After the first election on 10th April, the two leading candidates, Emmanuel Macron and Marine Le Pen will compete in the second-round of elections on 23rd April. Earlier, the incumbent got 27% of the vote, leading the presidential race. Following is Le Pen of the National Rally, achieving 23% of the votes. The two candidates had previously reached the same position in 2017, though Le Pen lost drastically with 33%, while Macron ended with 66%. Yet, this time the margins are much closer, given the gap between the two candidates is only around 6%. This week is crucial for a deciding victory.
On 20th April, a nationally televised debate between the two saw an intense, heated battle covering a wide range of policies and topics. For the French people, the cost of living has been a major crisis in recent years, worsened by the Russian invasion. It was a heated topic and a fundamental focus for both. Like other right-wing politicians, Le Pen's promise of “giving the French back their money” over tax reduction and salary increases sounds rather theoretical than practical. The first clash came when Macron quickly addressed the impossibility of an increase in salary, since it is a matter concerning employers as well. Le Pen replied, calling out Macron for following the same theory when suggesting an increase in bonuses.

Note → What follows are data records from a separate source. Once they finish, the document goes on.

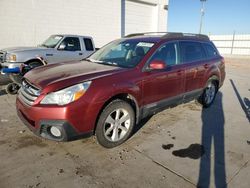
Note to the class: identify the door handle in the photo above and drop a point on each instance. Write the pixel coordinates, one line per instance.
(206, 66)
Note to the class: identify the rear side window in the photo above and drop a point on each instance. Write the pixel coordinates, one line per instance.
(167, 53)
(88, 44)
(71, 44)
(191, 51)
(210, 49)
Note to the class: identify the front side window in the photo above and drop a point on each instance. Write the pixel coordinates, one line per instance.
(191, 51)
(52, 41)
(166, 53)
(70, 44)
(123, 53)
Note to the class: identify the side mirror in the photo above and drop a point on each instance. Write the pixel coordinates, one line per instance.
(157, 65)
(62, 46)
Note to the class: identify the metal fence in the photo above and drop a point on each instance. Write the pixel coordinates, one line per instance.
(235, 44)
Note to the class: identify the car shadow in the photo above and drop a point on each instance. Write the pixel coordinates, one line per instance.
(140, 125)
(244, 104)
(212, 137)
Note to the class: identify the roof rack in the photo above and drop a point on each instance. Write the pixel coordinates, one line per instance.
(171, 35)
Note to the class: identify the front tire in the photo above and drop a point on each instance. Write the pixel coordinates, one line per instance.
(115, 124)
(209, 93)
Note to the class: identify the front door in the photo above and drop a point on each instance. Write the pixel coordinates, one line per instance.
(163, 87)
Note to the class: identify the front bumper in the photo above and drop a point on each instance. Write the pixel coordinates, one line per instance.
(41, 124)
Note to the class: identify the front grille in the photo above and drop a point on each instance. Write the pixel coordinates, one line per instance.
(28, 93)
(2, 56)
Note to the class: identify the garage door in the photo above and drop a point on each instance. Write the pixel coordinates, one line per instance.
(139, 17)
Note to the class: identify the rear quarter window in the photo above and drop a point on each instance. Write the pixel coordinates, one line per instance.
(210, 50)
(88, 44)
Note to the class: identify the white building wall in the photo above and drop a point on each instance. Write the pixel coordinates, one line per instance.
(232, 44)
(29, 22)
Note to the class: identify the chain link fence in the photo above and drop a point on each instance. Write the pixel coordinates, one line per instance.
(235, 44)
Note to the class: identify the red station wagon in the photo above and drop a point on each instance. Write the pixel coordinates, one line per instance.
(108, 93)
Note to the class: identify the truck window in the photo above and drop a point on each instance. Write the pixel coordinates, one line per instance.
(71, 44)
(191, 51)
(88, 44)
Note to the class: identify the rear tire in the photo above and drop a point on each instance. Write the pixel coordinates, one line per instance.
(115, 124)
(209, 93)
(12, 88)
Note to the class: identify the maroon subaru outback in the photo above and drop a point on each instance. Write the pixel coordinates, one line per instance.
(109, 93)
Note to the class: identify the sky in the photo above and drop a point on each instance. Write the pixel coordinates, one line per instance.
(221, 16)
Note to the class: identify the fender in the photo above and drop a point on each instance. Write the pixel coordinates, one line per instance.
(38, 58)
(214, 73)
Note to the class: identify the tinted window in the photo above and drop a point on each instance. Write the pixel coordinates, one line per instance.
(88, 44)
(71, 44)
(166, 53)
(122, 53)
(191, 51)
(211, 51)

Not surprisingly, the conflict in Ukraine was the main area, not only on France’s position but also on Le Pen’s well-known ties with Russia. The far-right candidate was questioned by Macron on her position with Russia, through mentions that she is “dependent” on Putin, over discoveries of her Russian-funded election campaign. In response, Le Pen reaffirmed her position as a French patriot and that she is an independent and “perfectly free woman”. Her criticism of EU sanctions was also mentioned by Macron, in which she justified that the consequences of sanctions would harm the French public.
Other social issues on Islamism and immigration are also key points for the National Rally. Briefly outlining her plan to ban Islamic headscarves in public areas, and a more strict security check on immigrants, Macron highlighted and warned the audience of the danger of aggregating Islamism with terrorism, and later on including foreigners.

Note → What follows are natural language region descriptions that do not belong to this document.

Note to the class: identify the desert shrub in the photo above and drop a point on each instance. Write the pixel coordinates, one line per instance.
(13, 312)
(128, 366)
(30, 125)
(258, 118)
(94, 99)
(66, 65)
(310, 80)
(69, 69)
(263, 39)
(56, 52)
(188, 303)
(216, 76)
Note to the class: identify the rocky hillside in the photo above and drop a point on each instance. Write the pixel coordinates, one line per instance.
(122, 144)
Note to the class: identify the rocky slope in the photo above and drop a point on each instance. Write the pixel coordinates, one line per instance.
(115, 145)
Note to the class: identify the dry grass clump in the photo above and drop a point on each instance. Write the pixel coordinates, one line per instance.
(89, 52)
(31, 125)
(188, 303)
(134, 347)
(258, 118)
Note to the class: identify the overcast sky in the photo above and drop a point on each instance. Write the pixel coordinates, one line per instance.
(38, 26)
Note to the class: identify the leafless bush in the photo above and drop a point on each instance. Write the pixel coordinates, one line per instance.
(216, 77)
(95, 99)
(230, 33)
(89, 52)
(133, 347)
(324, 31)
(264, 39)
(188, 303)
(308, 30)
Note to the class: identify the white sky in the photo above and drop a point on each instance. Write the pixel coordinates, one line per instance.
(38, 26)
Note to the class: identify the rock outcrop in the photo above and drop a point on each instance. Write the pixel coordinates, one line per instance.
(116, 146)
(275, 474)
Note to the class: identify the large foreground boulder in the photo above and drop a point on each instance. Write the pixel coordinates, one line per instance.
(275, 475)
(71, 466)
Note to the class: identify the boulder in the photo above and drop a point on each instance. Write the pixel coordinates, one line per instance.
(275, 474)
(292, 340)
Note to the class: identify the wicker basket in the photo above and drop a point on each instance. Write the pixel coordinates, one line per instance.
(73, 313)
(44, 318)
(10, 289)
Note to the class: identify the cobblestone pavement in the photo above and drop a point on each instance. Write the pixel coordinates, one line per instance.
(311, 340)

To summarise, both candidates have improved their performance compared to 2017. Macron is now an experienced politician with presidential performances, whilst Le Pen has remained calm and patient throughout their exchange. Though, the lack of outstanding content left no apparent winner for the night, both candidates should concentrate on rallying votes from supporters of Jean-Luc Mélenchon, the third-place candidate who received 21% of votes, many of whom are yet to decide between Macron and Le Pen.
Currently, polls show Macron has a high chance of winning, as the French centralists and left-wingers would still prefer the incumbent president over Le Pen. Nonetheless, it is not to forget the US 2016 election, where Clinton led the poll till election day. The French President should not repeat his mistake in overlooking campaigning, as a surprising defeat is not impossible. Do pay attention to the election on Sunday. Its impact on France, and Europe could be massive and prolonging.